MATERIALS AND METHODS: Thirty-eight patients (mean age, 70 y ± 8; 24 men; TransAtlantic Inter-Society Consensus B-D disease; mean lesion length, 7.5 cm ± 3.5) with PAD (Rutherford score of 2-6) were included in this prospective study. In total, 42 calcified lesions of the superficial femoral artery (SFA) or popliteal artery were treated with the SilverHawk atherectomy device. Thirty-two lesions were located in the proximal or distal 3 cm of the SFA or in the popliteal artery, which were considered segments exposed to high biomechanical stress. Patients were followed up after 6 and 12 months. Clinical reevaluation included measurement of ankle-brachial index (ABI) and duplex sonography.

RESULTS: The primary success rate of the procedure was 88%. In five cases, additional balloon angioplasty and/or stent implantation was necessary.

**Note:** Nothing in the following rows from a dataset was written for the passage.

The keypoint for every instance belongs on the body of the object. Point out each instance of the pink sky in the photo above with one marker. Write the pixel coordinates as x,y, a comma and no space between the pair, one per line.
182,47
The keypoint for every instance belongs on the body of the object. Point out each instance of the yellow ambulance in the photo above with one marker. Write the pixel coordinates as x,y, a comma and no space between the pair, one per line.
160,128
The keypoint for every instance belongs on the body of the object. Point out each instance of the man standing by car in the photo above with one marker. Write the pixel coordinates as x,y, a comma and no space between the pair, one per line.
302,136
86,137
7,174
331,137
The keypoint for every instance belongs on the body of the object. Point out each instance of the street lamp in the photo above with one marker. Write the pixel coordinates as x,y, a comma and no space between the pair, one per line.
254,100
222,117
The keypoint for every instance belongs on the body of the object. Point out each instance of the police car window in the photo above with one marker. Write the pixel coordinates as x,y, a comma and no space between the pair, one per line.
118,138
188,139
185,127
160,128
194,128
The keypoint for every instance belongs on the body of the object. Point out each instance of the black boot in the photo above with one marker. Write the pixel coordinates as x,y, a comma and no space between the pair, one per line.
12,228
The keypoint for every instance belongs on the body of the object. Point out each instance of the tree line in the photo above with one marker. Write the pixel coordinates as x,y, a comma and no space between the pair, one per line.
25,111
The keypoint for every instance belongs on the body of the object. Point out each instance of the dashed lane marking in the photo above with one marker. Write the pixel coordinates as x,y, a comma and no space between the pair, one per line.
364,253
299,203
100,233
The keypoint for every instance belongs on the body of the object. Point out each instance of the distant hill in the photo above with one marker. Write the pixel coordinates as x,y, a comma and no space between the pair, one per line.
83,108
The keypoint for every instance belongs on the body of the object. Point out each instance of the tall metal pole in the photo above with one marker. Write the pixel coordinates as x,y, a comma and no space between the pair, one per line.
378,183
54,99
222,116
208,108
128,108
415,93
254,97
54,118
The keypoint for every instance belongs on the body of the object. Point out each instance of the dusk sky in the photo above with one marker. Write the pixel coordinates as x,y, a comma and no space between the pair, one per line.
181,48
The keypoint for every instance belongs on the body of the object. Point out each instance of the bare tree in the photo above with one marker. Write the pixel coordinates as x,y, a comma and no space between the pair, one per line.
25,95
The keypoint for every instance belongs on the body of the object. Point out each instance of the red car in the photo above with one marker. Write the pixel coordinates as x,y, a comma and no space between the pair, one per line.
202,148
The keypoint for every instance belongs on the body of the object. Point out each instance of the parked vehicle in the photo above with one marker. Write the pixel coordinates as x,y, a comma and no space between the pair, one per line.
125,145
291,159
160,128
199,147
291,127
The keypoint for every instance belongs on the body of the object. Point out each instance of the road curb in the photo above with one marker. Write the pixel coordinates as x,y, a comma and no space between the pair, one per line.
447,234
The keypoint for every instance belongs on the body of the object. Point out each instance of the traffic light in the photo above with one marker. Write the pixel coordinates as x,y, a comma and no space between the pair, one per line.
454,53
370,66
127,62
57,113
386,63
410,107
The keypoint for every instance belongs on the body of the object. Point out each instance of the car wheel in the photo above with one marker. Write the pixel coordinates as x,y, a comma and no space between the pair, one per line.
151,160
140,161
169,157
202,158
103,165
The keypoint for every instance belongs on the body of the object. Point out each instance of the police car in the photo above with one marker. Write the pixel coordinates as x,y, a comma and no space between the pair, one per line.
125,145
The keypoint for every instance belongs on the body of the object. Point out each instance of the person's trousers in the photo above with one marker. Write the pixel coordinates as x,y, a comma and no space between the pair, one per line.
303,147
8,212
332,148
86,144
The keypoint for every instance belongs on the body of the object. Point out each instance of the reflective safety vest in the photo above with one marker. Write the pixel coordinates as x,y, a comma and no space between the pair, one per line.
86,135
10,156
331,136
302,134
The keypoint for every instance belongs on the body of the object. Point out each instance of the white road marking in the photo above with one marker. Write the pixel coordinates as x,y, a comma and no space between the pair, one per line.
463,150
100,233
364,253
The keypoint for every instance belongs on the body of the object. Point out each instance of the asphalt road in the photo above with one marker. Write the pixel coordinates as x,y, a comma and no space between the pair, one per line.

Procedure-related embolization occurred in three cases and was treated by aspiration. The mean Rutherford score decreased significantly from 4.1 ± 1.0 to 1.0 ± 1.3 after 12 months. At the same time, the ABI increased significantly from 0.7 ± 0.3 to 0.9 ± 0.3. The primary patency rate was 69% after 1 year.

CONCLUSIONS: Atherectomy might be considered as an alternative approach in patients with PAD who have heavily calcified stenotic lesions, especially in areas with high biomechanical stress, where stent implantation is undesirable. Results after 1 year demonstrated a significant decrease of Rutherford score, an increase in ABI, and a reasonable patency rate.